I’m trying not to be too optimistic

The house has been officially listed since Thursday morning.  Which I just realized was only yesterday.  Feels like forever ago.  It’s been shown four times now – three yesterday evening (day 1 on the market) and once this afternoon (day 2).  When our agent told us about the three showings yesterday, I was (still am) trying really hard not to get overly excited and be all “we’ll have a contract by the end of the day and we won’t even NEED to have an open house” while twirling around the kitchen.  That’s not likely (the quick contract – the twirling is all too likely).  Then when I come down from the over-optimisticness (and the dizziness), I go too far in the other direction.  “We’ve had four showings already and no offers yet – NO ONE is going to want to buy our house.” I mean, come on.  It’s been two days, and we’re not exactly in the middle of a housing boom.  It’s too early for the doom and gloom.  I need to find a calm, centered, serene middle ground where I can keep the house clean without obsessing over whether leaving the dog bowls out or not cleaning the windows again EVERY morning is driving potential buyers away.

Maybe I should go clean the windows again.

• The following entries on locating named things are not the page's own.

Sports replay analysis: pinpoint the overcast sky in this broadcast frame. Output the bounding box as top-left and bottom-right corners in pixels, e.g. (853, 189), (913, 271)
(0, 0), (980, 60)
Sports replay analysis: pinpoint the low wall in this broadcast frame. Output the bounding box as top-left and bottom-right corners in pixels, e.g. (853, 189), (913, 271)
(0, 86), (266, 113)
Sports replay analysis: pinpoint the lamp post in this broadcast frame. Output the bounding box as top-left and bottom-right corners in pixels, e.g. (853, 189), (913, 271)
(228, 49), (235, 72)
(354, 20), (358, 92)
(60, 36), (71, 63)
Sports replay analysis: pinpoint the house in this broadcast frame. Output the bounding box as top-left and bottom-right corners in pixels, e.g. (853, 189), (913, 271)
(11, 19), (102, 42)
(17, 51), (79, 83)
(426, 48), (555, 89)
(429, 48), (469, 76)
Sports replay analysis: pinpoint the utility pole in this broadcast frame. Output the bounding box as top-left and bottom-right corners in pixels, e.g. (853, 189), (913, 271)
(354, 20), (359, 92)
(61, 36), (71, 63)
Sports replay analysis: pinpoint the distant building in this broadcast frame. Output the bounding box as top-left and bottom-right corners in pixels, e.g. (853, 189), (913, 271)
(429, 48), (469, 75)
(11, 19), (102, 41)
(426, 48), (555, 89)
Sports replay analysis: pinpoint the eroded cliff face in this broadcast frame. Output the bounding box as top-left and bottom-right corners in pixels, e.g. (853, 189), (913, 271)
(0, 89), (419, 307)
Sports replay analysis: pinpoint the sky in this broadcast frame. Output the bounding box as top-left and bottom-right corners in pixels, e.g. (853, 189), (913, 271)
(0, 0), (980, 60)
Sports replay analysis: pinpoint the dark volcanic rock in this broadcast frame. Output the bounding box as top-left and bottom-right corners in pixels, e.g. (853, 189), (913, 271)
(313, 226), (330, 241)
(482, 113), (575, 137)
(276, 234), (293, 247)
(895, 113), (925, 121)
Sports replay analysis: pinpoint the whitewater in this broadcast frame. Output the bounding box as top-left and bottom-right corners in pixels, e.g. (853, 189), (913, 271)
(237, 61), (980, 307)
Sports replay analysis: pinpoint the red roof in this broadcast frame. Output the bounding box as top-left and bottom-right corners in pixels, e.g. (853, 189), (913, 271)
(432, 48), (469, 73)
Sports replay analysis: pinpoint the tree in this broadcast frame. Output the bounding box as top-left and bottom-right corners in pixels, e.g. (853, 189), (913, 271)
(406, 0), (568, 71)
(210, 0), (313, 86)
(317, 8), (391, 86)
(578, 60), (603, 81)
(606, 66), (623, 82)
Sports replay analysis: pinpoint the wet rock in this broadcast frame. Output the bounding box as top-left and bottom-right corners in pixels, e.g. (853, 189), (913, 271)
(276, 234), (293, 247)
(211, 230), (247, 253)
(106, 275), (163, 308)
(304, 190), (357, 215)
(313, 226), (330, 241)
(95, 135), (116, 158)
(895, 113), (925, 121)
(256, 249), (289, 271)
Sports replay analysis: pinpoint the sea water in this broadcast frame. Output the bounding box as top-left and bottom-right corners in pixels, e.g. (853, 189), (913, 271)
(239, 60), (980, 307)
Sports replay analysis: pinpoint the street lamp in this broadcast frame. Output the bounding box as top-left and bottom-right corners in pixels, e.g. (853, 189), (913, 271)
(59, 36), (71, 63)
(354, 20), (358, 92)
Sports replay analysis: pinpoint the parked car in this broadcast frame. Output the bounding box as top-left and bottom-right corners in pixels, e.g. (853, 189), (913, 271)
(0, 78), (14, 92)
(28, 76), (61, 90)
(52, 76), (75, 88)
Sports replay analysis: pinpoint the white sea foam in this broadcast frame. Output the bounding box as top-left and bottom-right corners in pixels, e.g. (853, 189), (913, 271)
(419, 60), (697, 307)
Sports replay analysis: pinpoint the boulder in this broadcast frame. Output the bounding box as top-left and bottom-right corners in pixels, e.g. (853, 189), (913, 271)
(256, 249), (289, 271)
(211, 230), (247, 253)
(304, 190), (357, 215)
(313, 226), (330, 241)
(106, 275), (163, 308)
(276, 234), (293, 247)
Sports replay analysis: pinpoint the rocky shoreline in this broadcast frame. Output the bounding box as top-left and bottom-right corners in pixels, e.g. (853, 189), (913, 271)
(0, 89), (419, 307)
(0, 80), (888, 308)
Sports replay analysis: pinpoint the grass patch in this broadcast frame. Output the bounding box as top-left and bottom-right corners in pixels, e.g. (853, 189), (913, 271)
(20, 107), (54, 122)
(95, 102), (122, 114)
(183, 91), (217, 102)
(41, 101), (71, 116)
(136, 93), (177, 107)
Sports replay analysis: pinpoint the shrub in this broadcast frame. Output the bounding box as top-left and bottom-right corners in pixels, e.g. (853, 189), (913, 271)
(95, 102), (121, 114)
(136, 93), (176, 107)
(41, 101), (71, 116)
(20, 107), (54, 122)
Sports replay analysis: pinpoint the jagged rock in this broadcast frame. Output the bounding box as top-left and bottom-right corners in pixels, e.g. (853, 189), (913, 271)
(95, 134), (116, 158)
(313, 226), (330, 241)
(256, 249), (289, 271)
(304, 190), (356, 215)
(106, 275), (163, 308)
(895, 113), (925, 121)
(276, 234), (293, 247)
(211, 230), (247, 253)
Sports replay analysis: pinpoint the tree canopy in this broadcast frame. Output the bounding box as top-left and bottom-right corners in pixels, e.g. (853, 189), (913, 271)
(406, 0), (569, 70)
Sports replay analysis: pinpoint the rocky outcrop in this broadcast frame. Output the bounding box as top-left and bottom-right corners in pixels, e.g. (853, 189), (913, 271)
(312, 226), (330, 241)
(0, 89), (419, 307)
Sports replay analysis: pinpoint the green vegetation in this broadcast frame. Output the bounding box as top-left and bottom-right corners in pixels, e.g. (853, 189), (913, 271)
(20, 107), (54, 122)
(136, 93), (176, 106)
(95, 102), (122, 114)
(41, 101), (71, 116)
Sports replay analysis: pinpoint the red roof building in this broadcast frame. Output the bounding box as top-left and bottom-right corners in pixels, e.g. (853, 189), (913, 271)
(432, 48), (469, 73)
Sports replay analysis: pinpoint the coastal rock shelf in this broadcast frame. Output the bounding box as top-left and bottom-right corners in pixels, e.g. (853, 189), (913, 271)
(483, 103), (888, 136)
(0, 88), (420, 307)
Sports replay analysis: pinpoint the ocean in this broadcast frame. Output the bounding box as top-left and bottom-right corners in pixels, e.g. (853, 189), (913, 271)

The open house is tomorrow.  Cross your fingers!

I didn’t think it through

I had a very productive Monday, right up until I painted the door.  John had to work (he doesn’t get all of the federal holidays off like I do), so I was on my own to get a bunch of things done before the photographer came over on Tuesday to take the pictures for our MLS listing.  (MLS listing – is that redundant?  Multiple Listing Service listing?  Maybe not.)  I took all of the window screens out and took the screen door to the deck off (put them all in the basement), and then I got the ladder out and washed the outsides of all of the back windows (on the first floor – the second story windows have to remain unwashed – I’m not risking my life by hanging out those windows or off the roof to wash them) and the sliding glass door.  (I did the insides of all the windows in the house the day before, when it was still pouring down rain.)  Then I took the doorknob, the deadbolt, and the kickplate off the front door, cleaned it, and painted it black (it was already black – the HOA wouldn’t let me just randomly choose another color).  I’ve never painted anything black before, so maybe this is typical, but it took me completely by surprise.  The wet paint on the door looked navy blue, not black.  I checked the paint can at least three times while I was painting (it said black every time).  Of course, it dried black, but for a few minutes, I wasn’t sure I’d bought the right paint.  Stressful! (Except, not really.)  So then I had a door covered in wet paint.  That I couldn’t close because of the wet paint.  And even if I could close it, it didn’t have a doorknob or a lock on it because of the wet paint.  I knew going into this project that I wouldn’t be able to leave the house until the paint dried and I put the hardware back on, but I didn’t picture exactly how that would work.  I hadn’t really thought about how I’d have to leave my front door wide open for a couple of hours…  Conveniently, it was a comfortably warm day.  The next thing I had planned to do was make another run to the donation center, but that plan was out.  I found things to do, of course, but it wasn’t what I planned.  Don’t screw with my plan!